Südostkaukasus, Region Moghan/Baku
letztes Viertel 19. Jahrhundert
280 x 128 cm
Schätzpreis/Estimate CHF12'500.-

Ein elfenbeinfarbenes und zwei dunkelblaue oktogonale Medaillons bedecken die gesamte Breite eines langgezogenen mohnroten Felds aus farbenprächtigen zungennadelförmigen Rauten, wobei jedes Medaillon mit diversen hakenförmigen und vogelköpfigen Stiel-Elementen in Blassblau, Schweissgelb, tiefem Indigo, Rosenrot und Dunkelbraun und weiteren Formen verziert ist, die um rote, innere Oktogone herum angeordnet sind, die wiederum sich gegenüberstehende Formen innerhalb gezahnter Bordüren mit Kleeblättern enthalten. Eine elfenbeinfarbene Hauptborte mit polychromen Oktogonen und dazwischen verstreuten Blütenkelch-Motiven wird durch hellblaue und rote seitliche Bordüren mit mäandrierenden floralen Stiel-Elementen eingerahmt und mit „Barber’s pole“ Stulpen-Streifen in Schwarz/Weiss und Rot/Hellblau vervollständigt. Aufgrund der Struktur, als auch wegen dem typischen Farb- und Designrepertoire, wird die sehr kohärente Chajli-Gruppe allgemein der Moghan Klassifikation zugeordnet, wenn auch Schürmann und Bennett eine engere Assoziation bevorzugen – das betreffende Dorf und die Gegend von Chajli befinden sich in der Provinz Baku, zwischen Marasali im Norden und Saliani im Süden.
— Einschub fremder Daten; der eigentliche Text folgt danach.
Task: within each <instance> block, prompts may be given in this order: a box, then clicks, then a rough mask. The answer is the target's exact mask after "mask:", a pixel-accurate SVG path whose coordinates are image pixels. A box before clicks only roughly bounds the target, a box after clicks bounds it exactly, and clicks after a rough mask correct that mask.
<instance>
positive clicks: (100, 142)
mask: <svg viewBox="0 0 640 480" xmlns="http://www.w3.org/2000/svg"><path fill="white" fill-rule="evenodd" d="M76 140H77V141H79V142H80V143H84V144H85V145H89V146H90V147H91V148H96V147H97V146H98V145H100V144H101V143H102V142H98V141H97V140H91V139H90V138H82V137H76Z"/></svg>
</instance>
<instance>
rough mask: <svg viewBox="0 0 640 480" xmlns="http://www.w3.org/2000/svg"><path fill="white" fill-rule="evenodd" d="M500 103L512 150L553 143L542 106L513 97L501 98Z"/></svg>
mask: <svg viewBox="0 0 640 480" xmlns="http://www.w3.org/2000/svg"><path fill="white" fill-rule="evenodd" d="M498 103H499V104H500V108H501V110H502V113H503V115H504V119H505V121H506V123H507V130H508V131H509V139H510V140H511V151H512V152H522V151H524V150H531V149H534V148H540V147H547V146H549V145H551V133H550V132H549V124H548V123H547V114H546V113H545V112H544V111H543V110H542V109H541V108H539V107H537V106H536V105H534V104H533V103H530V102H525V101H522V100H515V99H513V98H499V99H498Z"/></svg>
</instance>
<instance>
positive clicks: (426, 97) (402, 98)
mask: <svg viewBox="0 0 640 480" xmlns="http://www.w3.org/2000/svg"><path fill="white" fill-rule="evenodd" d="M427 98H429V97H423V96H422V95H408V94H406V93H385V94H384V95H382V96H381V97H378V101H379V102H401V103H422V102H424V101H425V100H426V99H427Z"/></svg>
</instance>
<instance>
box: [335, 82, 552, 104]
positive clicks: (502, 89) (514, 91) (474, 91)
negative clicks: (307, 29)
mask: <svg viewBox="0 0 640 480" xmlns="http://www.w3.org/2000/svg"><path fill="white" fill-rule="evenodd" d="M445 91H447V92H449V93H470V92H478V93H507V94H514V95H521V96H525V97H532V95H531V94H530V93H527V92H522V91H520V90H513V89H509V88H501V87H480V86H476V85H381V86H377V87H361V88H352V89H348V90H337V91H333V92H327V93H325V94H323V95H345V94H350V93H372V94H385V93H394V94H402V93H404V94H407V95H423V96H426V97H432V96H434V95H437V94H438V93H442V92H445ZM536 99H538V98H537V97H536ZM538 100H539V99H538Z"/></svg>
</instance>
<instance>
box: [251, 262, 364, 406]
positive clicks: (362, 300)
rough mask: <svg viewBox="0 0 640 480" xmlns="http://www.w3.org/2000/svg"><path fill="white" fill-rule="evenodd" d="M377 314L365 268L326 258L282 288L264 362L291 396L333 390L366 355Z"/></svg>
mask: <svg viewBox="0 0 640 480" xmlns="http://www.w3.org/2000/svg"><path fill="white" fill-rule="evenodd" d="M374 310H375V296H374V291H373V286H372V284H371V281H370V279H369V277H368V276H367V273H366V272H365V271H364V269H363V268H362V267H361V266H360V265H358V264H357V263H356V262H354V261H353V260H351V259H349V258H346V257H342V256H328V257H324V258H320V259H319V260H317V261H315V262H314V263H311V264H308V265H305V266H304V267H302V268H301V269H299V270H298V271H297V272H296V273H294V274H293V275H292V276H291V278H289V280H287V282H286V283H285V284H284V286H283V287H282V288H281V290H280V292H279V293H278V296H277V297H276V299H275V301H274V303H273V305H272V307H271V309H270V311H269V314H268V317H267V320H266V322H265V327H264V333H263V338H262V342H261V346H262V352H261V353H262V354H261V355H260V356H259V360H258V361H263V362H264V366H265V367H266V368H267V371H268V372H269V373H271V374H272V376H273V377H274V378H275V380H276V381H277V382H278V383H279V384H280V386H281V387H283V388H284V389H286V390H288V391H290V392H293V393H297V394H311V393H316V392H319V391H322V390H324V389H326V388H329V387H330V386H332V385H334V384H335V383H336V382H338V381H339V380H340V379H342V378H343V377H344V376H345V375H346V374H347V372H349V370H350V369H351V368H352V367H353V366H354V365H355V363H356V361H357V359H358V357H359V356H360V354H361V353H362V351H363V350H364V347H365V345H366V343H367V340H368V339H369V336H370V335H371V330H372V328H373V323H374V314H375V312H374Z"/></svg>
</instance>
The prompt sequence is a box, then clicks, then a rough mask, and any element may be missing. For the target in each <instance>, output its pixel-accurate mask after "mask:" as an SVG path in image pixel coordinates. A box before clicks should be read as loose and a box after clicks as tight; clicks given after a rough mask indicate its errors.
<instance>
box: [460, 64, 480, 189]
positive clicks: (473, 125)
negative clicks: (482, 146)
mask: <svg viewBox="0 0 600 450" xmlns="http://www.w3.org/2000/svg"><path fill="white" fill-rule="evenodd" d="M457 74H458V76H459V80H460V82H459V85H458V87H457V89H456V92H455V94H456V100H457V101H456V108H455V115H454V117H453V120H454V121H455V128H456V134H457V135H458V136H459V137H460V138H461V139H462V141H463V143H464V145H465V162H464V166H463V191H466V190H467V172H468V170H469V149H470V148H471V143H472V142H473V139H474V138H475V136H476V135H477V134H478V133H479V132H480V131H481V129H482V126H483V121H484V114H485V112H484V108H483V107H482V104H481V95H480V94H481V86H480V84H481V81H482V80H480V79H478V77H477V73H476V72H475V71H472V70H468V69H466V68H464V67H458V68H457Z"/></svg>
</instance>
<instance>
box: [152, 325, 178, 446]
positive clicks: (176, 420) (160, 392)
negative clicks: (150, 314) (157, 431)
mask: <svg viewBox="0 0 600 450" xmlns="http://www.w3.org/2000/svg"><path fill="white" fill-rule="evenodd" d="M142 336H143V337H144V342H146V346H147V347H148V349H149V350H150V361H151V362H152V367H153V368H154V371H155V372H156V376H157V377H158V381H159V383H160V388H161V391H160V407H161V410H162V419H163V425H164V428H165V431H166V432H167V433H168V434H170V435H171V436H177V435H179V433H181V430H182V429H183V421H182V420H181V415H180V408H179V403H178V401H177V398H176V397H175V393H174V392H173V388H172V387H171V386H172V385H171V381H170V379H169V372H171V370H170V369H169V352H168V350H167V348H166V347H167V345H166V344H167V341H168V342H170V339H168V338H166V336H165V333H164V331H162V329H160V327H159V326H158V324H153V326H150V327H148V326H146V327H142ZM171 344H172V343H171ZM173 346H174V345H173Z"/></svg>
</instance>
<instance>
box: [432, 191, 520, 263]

Das vorliegende Stück ist ein bedeutendes Beispiel dieses Typus, mit bemerkenswert lebhaften Farben und einer bewunderungswürdigen kompositorischen Balance. Die zusammenhängenden Figuren im Zentrum des Medaillons verfügen im Gegensatz zu den eher konventionellen hakenförmigen Rauten oder „endless knot“-Rosetten über einen ausgeprägt anthropomorphen Charakter. Einige Motive am oberen Rand des zentralen Medaillons zeigen möglicherweise ein kaum mehr erkennbares Datum. Die Verzierung des Medaillons mit Stielen zählt zu den ganz typischen Elementen des kaukasischen Design-Repertoires, gemeinsam mit der eleganten Verwendung der Bordüren, wie bei vielen der publizierten Beispiele.
One ivory and two dark blue octagonal medallions cover the width of an elongated poppy red field of multi-coloured latch-hooked diamonds, each medallion decorated with various hooked and bird-headed stem elements in pale blue, weld yellow, deep indigo, rose red, dark brown and other shades deployed around red inner octagons holding confronting forms within trefoil serrated panels; an ivory main border detailing polychrome octagons and interspersing calyx motifs is framed between light blue and red side borders with floral stem meanders, barber’s pole guard stripes in black/white and red/light blue completing. On structural grounds, as well as for their related colour and design repertoire, the highly cohesive Chajli group is generally placed within the Moghan classification, although Schürmann and Bennett prefer a closer Shirvan association – the actual village and district of Chajli are in Baku province, between Marasali in the north and Saliani to the south. This is a definitive example of the type, of notably vivacious colour and admirable compositional balance. The conjoined figures at the centre of the medallions possess a strong anthropomorphic character, in contrast to the more common hooked diamonds or ‘endless knot’ rosettes. Some motifs at the top of the central medallion may indicate a vestigial date. The stem embellishment of the medallions is among the most cohesive of Caucasian design repertoires, with the elegant border employed here also recurring in many published examples.
Lit.: I. Bennett: Oriental Rugs Volume I – Caucasian, S. 207, 209; E. Gans-Ruedin: Caucasian Carpets, S.158-159 und 160-161.